Mais on reconnaît aussi qu'il y a un besoin de diversité, besoin d'avoir accès à des variétés pour des espèces végétales Autre que les grands succès qu'on voit, que ce soit dans l'est du Canada, avec le maïs et le soja en rotation, ou que ce soit le canola et le blé en rotation dans les prairies, les agriculteurs ont besoin d'autres cultures dans leur rotation.
Les rotations sont très importantes pour briser les cycles de maladies, par exemple. Même si une culture n'occupe qu'une petite superficie, elle peut contribuer de manière significative à la performance et à la durabilité des autres cultures ; nous examinons donc le système dans son ensemble.

Kirk : Je suis ravi d’avoir reçu Jodi et François comme invités.
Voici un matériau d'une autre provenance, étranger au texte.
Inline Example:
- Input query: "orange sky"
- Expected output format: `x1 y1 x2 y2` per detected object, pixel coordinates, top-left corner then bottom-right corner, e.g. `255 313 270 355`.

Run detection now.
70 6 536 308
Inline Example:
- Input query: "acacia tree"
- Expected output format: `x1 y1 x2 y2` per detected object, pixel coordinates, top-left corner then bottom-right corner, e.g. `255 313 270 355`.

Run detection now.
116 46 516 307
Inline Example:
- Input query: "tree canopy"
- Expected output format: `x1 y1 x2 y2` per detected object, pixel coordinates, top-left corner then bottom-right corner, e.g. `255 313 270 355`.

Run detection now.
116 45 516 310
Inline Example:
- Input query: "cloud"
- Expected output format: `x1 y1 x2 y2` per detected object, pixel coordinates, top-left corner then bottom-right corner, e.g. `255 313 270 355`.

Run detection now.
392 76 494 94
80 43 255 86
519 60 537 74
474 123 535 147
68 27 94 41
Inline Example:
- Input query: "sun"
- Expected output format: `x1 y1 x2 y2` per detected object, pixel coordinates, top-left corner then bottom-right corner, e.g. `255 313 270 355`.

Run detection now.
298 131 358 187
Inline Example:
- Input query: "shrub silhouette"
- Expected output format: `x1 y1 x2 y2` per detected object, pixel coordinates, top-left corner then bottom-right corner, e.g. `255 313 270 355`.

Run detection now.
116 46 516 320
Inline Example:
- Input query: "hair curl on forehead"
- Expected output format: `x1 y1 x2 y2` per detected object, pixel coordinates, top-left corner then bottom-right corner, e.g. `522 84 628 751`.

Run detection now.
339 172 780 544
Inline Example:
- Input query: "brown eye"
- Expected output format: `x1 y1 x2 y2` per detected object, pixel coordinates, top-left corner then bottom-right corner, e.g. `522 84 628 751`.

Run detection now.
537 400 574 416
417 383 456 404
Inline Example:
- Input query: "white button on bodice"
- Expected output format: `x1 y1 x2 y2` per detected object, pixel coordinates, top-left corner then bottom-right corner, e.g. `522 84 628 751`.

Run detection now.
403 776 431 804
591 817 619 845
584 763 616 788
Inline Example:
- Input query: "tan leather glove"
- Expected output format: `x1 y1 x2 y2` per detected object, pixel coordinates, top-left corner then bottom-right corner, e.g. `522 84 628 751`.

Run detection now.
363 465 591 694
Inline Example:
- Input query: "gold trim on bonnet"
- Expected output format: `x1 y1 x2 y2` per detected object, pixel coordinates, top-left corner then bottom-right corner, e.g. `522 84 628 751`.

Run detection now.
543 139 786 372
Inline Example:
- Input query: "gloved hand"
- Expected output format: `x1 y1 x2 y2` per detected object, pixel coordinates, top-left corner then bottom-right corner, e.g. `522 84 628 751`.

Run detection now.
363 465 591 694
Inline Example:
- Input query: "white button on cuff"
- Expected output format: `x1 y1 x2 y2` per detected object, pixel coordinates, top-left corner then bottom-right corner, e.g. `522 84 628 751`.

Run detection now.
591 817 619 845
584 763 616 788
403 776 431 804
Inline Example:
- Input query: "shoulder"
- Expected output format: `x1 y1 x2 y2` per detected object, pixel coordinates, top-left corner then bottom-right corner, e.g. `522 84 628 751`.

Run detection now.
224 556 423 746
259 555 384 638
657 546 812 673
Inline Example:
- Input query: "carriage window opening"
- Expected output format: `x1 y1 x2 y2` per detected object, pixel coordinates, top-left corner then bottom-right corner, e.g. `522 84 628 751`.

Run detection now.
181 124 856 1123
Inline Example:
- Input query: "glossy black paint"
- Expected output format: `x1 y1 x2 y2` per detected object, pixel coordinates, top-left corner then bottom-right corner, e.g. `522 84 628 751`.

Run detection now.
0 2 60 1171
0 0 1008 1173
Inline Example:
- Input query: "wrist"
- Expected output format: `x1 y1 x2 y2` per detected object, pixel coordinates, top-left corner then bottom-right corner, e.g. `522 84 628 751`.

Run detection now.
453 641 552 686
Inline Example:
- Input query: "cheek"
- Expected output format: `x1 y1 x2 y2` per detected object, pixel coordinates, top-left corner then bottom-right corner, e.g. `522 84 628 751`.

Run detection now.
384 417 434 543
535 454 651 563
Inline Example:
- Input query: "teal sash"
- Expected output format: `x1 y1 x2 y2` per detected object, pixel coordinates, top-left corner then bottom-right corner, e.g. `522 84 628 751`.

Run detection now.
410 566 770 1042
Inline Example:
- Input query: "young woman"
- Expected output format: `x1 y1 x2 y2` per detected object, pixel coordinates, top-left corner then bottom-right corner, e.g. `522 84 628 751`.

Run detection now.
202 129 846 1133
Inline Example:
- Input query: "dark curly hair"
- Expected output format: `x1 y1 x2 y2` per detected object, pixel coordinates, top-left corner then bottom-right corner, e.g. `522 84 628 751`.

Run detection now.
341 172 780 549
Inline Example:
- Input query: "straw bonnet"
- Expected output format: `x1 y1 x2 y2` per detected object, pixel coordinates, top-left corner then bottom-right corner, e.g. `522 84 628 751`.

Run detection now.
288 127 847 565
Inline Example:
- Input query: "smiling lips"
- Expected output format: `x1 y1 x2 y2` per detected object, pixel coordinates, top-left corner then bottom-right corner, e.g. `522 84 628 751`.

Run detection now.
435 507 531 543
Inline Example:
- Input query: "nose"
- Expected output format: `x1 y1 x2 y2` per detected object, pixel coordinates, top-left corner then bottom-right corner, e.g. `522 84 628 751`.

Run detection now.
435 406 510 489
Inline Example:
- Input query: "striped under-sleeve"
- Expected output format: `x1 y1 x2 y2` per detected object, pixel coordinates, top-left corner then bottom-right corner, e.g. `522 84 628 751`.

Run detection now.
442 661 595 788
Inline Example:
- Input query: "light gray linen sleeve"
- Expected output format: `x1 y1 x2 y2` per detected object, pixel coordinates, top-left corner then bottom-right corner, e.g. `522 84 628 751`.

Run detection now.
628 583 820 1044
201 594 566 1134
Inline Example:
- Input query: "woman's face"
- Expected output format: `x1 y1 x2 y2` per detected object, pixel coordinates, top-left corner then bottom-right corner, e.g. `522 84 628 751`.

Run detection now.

Même pour nous qui travaillons dans le secteur agricole, la sélection végétale ressemble à un travail de moine. Il s’agit pourtant d’un aspect fondamental de notre secteur. C’est un domaine complexe et en constante évolution. Et c’est un travail qui se fait un peu dans l’ombre.

Marie-France : Je repense à ce qui a été dit, que ce domaine exige de la patience, de la persévérance et une vision à long terme de la part de ceux qui veulent y faire carrière.
Kirk : Effectivement.
Marie-France : Et comme Jodi nous l’a rappelé, vous n'avez pas à voir tout l'escalier, juste la première marche.
Kirk : Ça me rappelle notre devise…
Marie-France : D’essayer quelque chose de nouveau? ---
Kirk : C’est ça. Essayer quelque chose de nouveau. Et monter cette première marche.